Cominciamo allora da un esame di taluni aspetti della situazione internazionale attorno alla metà degli anni Sessanta. Nel 1964 la Francia, per iniziativa del suo presidente generale De Gaulle, esce dal comando integrato della NATO, una scelta, possiamo dire oggi, volta a garantire alla Francia maggiore libertà di manovra all'interno dell'Alleanza Atlantica, in particolare in materia nucleare. Nel 1966, alla conferenza di Bucarest del patto di Varsavia, il presidente rumeno Nicolae Ceausescu, con un clamoroso atto di indipendenza dall'Unione sovietica fa la proposta, collegata alla politica di De Gaulle, di uno scioglimento progressivo e parallelo delle forze della NATO e del Patto di Varsavia. Nello stesso anno spostamenti elettorali a sinistra conducono in Inghilterra ad un'ampia maggioranza laburista alla Camera dei Comuni, in Italia ad un nuovo governo di centrosinistra, basato sull'accordo tra la Democrazia cristiana ed il nuovo partito socialista unificato, sotto la guida di Aldo Moro, ed in Germania ad un governo di cosiddetta grande coalizione, includente per la prima volta nel dopoguerra i socialdemocratici, sotto la guida del cristiano sociale Kurt Kiesinger. Ministro degli esteri di Kiesinger è il popolare ex sindaco di Berlino Ovest Willy Brandt, che nel 1967 progetta la cosiddetta Ostpolitik, cioè una nuova politica estera di dialogo con il mondo comunista, ed in particolare con la Germania Est, per la quale chiede la mediazione dei comunisti italiani, tanto che ne nascono contatti fittissimi tra SPD e PCI.

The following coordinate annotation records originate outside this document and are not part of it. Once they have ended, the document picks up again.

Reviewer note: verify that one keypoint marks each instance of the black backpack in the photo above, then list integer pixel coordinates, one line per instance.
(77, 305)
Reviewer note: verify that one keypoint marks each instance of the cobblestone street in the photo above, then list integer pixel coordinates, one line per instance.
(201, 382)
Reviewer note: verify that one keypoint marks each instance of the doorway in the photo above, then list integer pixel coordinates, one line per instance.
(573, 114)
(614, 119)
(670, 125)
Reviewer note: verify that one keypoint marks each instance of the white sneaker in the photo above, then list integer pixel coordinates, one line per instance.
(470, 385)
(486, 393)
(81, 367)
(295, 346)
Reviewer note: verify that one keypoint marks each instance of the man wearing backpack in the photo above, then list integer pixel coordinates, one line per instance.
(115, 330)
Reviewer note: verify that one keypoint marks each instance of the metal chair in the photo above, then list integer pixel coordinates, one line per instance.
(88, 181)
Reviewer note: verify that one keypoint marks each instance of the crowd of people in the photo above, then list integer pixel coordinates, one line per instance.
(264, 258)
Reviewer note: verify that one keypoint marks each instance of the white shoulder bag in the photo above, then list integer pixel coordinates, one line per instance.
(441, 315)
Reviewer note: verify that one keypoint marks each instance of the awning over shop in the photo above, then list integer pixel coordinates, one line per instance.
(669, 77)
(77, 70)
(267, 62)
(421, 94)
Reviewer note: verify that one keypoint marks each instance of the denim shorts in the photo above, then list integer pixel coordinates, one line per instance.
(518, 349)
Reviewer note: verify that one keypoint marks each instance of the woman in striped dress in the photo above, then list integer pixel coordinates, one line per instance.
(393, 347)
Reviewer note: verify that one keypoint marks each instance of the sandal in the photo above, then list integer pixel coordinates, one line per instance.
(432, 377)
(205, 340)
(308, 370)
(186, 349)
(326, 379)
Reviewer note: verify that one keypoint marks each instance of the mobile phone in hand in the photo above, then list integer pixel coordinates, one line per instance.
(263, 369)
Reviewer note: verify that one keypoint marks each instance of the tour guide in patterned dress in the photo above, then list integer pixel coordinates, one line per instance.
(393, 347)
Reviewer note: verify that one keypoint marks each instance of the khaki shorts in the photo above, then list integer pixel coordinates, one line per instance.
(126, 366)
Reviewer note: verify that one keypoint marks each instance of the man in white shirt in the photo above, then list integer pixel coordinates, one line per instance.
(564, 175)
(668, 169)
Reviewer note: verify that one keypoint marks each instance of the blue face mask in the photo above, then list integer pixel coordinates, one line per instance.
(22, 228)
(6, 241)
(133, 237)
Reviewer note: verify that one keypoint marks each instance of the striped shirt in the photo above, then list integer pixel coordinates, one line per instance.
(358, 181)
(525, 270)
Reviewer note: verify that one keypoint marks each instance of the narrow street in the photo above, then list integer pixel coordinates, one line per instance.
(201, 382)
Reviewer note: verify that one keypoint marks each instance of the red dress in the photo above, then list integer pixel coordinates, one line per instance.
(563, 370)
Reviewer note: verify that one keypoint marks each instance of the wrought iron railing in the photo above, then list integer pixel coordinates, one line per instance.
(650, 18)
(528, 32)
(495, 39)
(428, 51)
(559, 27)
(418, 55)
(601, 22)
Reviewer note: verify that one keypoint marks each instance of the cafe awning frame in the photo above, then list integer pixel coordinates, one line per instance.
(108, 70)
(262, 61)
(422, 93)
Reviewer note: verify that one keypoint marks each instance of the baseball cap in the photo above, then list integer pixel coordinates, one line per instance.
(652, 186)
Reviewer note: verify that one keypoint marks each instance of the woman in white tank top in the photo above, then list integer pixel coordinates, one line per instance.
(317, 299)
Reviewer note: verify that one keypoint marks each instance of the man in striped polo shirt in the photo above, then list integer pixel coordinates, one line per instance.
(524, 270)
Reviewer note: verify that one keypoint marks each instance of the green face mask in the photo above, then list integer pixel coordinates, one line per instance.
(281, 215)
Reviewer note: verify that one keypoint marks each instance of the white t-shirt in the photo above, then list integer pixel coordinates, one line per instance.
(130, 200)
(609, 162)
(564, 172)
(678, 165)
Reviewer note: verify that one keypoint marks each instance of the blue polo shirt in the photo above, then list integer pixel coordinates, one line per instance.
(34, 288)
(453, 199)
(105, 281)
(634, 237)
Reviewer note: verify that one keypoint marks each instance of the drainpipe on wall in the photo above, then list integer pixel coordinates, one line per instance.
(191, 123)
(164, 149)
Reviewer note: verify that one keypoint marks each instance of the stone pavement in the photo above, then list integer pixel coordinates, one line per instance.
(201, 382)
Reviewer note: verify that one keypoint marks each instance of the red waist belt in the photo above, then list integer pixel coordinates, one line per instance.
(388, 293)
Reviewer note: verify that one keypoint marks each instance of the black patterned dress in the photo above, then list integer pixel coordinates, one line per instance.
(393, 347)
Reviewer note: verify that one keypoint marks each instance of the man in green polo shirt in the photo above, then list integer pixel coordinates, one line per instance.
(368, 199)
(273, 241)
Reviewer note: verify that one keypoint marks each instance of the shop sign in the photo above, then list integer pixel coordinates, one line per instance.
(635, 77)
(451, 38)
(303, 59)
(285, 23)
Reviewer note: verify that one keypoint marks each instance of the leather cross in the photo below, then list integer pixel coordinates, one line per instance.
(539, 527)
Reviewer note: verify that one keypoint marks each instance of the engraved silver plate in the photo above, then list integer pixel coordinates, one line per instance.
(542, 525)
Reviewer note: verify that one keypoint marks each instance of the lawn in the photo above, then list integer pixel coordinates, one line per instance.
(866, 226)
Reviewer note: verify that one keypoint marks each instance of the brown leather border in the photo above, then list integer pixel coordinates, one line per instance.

Tutti questi sviluppi appaiono alle forze di destra degli Stati Uniti d'America altrettanti segni di un indebolimento della NATO e di uno smottamento dell'Europa occidentale dalla ferrea dipendenza dagli Stati Uniti dall'epoca della Guerra Fredda, da contrastare con ogni mezzo. Così all'interno della CIA viene varato nel marzo 1967 un piano denominato «Operazione Chaos», che prevede una serie ininterrotta di attentati, disordini e sabotaggi, promossi e finanziati dall'agenzia, in Germania Ovest, Italia e Francia, come forma di pressione intimidatoria volta ad indurre quei paesi a correggere le loro politiche. La CIA può avvalersi, a questo scopo, dei servizi segreti della Germani Ovest, che sono in pratica una sua appendice. Li dirige infatti l'ex generale nazista e responsabile ai tempi di Hitler di un'organizzazione di spionaggio e sterminio nei territori occupati dell'Unione sovietica, Reinhard Gehlen, che il presidente americano Truman aveva sottratto nel 1946 ai processi per crimini di guerra ed aveva messo a capo del nuovo servizio segreto tedesco-occidentale, fino al 1954 dipendente anche formalmente dalla CIA.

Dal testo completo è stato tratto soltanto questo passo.